WASHINGTON (CN) – Ten years ago, while visiting a resort island just off the coast of Iran, former FBI agent Robert Levinson disappeared.

Three weeks later, the Iranian government announced through its news outlet that it had detained Levinson but planned to release him soon. Since then, the only times Levinson’s wife and seven children have seen him are in hostage-style videos allegedly meant to build up a ruse that the Iranian government had nothing to do with his capture.

Now, after more than a decade of watching U.S. officials negotiate back and forth with Iran to no avail, Levinson’s family has filed a federal lawsuit seeking to make Iran pay for their emotional distress.

“To deprive a prisoner of any contact with his family or his homeland for ten years constitutes psychological torture,” the family claims in the 14-page complaint filed Tuesday in Washington, D.C., federal court. “To deprive the prisoner’s family of any contact with him as well as any knowledge of his status, his whereabouts or his well-being is wanton cruelty. The Levinson family has suffered grievously from these actions and continues to suffer.”

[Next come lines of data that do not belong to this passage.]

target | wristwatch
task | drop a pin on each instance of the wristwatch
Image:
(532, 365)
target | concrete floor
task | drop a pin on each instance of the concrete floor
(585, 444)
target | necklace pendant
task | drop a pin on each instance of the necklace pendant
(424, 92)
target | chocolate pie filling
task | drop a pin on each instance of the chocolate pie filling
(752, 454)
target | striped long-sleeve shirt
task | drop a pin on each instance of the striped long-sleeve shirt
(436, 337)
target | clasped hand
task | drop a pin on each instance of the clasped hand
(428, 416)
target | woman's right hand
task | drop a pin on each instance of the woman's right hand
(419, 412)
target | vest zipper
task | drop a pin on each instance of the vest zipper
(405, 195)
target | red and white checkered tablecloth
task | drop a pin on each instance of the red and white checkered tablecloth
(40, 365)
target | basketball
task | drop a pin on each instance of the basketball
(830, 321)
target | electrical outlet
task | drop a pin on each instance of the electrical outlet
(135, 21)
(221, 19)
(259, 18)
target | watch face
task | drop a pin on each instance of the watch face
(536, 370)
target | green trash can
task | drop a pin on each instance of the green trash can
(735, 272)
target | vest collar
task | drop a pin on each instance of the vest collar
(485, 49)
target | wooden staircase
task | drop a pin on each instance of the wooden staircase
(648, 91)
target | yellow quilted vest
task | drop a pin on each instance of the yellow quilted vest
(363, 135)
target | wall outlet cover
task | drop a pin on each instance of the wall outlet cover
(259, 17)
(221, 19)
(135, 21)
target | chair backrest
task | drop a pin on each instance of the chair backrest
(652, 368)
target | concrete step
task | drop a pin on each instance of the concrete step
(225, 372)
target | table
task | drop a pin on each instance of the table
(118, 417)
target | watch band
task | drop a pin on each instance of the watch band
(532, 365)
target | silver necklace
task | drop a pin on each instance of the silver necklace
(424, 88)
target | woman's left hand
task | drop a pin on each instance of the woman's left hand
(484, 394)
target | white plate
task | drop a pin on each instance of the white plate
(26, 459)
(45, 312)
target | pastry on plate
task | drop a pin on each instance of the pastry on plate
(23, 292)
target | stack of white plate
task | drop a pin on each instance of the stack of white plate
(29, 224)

The Levinsons say Robert’s disappearance stole the center from their “close knit and loving family,” as he has missed weddings, graduations and even his young grandson’s battle with cancer.

“In order to maintain its false story, Iran has held Robert Levinson incommunicado,” the lawsuit states. “As a result, for the last ten years he has had no contact with the outside world, including the government of the United States and most importantly, his wife and seven children. The only persons with whom Robert Levinson had contact with since March of 2007 are his captors.”

The family has also been forced to read death threats and watch random videos showing Robert “pleading for his life,” which they say is part of an attempt to make it look like some entity other than Iran is holding their patriarch.

One such video was attached to an email demanding $3 million, though the people who sent the family the message gave them no way to comply with the demand, according to the complaint.

“The threatening messages, along with the video and photographs described above, were enormously disturbing to the Levinson family,” the complaint states. “They were intended to and did create significant emotional trauma in the entire family.”

The Levinsons have looked on as the United Nations Human Rights Council and the United States government have pressured Iran to release Robert. Sometimes his release has seemed within reach, according to the complaint, including once in October 2011 when Iran offered to turn over Levinson in exchange for a postponement of an international report on Iran’s nuclear program.

Robert’s children say they have even traveled to Iran to talk directly with the Iranian government about their father’s release.

Represented by James Byram Jr., an attorney with the Alabama firm Balch Bingham, Levinson’s wife Christine and their seven children are suing Iran under the Foreign Sovereign Immunities Act’s terrorism exemption, which allows U.S. citizens to sue states that support terrorism or torture.

They seek an unspecified amount of compensatory and punitive damages.

Byram did not respond to a request for comment sent Wednesday afternoon.

A statement from the Levinson family on the website www.helpboblevinson.com asks the question, “When is enough enough?

“It has been 10 years since Robert Levinson, our amazing husband, father and grandfather, was arrested on Kish Island, Iran, and imprisoned. For 10 years the government of Iran has been allowed to dodge and weave every time it was asked to come clean about what happened to Bob and send him home,” the family said. “Where is the outrage of this treatment of an American citizen? For 10 years, over and over and over again, two U.S. Presidents abandoned him, a lifelong public servant. Even Bob’s government co-workers and their bosses – they know who they are – ran away when he disappeared, to their lasting shame. Ten years is beyond enough.”